Linked latest patches in issue summary.

#189: json-encode-d8-479368-189.patch queued for re-testing.

Rerolled for core/.

+++ b/sites/default/default.settings.php
@@ -316,7 +316,7 @@ ini_set('session.cookie_lifetime', 2000000);
- * theme. It is located inside 'core/modules/system/maintenance-page.tpl.php'.
+ * theme. It is located inside 'modules/system/maintenance-page.tpl.php'.

Is this correct for D8?

Nope. And... that's weird, and has nothing to do with the patch.

Edit: I bet default.settings.php was write-protected and so didn't get changed properly when I rebased. Oops! Thanks for the catch.

Fixed.

In #94 Heine explains why we dont want a dumb string replace in any version so the D7 version is good to go functionality but I would love to banish that abomination into a helper include.

The D8 version is OK because json_encode does the right thing for the Ux0000-Ux0019 characters and the few other special chars JSON-wise and with the new options it even becomes HTML safe.

Attached creates a new file, json-encode.inc. This is for D7 only.

The JSON and taxonomy autocomplete tests pass locally with PHP 5.2. Setting to D7 temporarily to make sure this patch passes the full test suite for D7.

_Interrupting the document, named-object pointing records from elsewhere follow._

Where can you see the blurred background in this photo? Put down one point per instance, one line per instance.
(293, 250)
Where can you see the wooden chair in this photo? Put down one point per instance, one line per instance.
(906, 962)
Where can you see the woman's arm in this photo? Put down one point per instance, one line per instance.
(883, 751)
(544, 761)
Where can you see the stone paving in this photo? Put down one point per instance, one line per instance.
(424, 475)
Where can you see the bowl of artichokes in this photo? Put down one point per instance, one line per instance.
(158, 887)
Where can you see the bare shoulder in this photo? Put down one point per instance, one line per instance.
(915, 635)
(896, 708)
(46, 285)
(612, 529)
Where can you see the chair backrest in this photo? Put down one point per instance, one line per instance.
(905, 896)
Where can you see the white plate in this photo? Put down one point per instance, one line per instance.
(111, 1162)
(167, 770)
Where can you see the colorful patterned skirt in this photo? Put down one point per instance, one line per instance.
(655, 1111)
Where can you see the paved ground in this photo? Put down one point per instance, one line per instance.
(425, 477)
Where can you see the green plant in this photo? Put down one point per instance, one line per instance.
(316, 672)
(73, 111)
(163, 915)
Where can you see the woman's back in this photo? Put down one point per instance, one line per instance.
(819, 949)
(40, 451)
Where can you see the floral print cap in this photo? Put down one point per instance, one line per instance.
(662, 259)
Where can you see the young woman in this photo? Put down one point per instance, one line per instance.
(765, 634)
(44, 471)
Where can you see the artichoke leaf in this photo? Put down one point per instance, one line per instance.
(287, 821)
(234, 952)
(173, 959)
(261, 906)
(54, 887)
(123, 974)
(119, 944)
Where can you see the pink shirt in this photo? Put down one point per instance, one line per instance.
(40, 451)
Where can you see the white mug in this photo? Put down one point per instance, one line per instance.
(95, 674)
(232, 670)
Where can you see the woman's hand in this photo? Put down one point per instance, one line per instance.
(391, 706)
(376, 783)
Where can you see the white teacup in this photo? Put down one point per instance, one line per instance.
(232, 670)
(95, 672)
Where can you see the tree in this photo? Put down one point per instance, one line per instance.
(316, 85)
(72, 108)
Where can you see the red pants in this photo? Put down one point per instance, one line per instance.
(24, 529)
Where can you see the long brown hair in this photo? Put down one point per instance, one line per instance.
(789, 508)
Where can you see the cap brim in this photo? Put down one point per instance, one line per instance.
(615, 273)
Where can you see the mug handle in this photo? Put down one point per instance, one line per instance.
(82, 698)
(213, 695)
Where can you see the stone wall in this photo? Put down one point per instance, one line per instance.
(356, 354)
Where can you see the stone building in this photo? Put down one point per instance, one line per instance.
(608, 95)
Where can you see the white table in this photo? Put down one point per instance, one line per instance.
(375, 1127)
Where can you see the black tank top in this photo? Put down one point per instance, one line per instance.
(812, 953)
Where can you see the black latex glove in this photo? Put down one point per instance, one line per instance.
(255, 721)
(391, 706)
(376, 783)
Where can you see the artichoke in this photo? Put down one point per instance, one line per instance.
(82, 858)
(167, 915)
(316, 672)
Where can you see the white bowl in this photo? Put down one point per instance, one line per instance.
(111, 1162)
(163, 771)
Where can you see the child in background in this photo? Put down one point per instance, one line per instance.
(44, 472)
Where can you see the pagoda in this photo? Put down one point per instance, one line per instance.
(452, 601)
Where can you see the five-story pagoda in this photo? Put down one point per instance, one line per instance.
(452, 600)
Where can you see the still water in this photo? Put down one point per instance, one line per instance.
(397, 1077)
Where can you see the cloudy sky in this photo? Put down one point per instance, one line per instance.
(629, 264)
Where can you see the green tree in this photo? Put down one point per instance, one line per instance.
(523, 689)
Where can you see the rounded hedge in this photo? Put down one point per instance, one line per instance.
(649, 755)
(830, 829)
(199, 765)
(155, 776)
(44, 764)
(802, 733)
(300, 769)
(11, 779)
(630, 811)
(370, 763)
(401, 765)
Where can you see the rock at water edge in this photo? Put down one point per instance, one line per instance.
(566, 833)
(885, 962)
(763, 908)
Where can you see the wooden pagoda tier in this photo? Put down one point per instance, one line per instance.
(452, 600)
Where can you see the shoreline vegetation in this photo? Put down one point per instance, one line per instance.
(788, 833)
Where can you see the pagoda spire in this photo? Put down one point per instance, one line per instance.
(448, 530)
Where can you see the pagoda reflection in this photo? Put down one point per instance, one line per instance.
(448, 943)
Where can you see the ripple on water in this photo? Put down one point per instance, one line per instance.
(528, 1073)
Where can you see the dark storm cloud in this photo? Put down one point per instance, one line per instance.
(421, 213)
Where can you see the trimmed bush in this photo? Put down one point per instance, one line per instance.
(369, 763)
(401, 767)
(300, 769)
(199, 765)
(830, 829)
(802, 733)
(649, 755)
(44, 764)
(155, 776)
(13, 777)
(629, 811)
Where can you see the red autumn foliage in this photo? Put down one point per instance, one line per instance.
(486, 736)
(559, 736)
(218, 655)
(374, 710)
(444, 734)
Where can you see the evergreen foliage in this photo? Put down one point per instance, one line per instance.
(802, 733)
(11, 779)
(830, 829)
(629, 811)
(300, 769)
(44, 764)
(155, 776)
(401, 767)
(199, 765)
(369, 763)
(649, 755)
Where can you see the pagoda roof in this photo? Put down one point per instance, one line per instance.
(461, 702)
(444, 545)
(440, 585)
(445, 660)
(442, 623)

The D8 patch is still in #197.

This is good to go.

I mean...

I reviewed this patch and it looks good. However, it needs a quick re-roll for the 'core'-directory changes.

See #197. The D8 patch is available there.

Remove nonsensical "only."

Oops, you're right xjm. Committed to 8.x and moving to 7.x for @webchick.

Hm. Seems a bit ick to make a whole separate include file for just this one function. But I guess if it was good enough for Dries, it's good enough for me. ;) Thanks for the expanded test coverage.

Committed and pushed to 7.x.

Oopsie. Marking down to D6.

D6 is in #1086098: D6 JSON is total garbage - Create RFC 4627 compliant HTML safe JSON due to having to support PHP 4.

...minor title edit to make this clear(er) + removing the backport tag.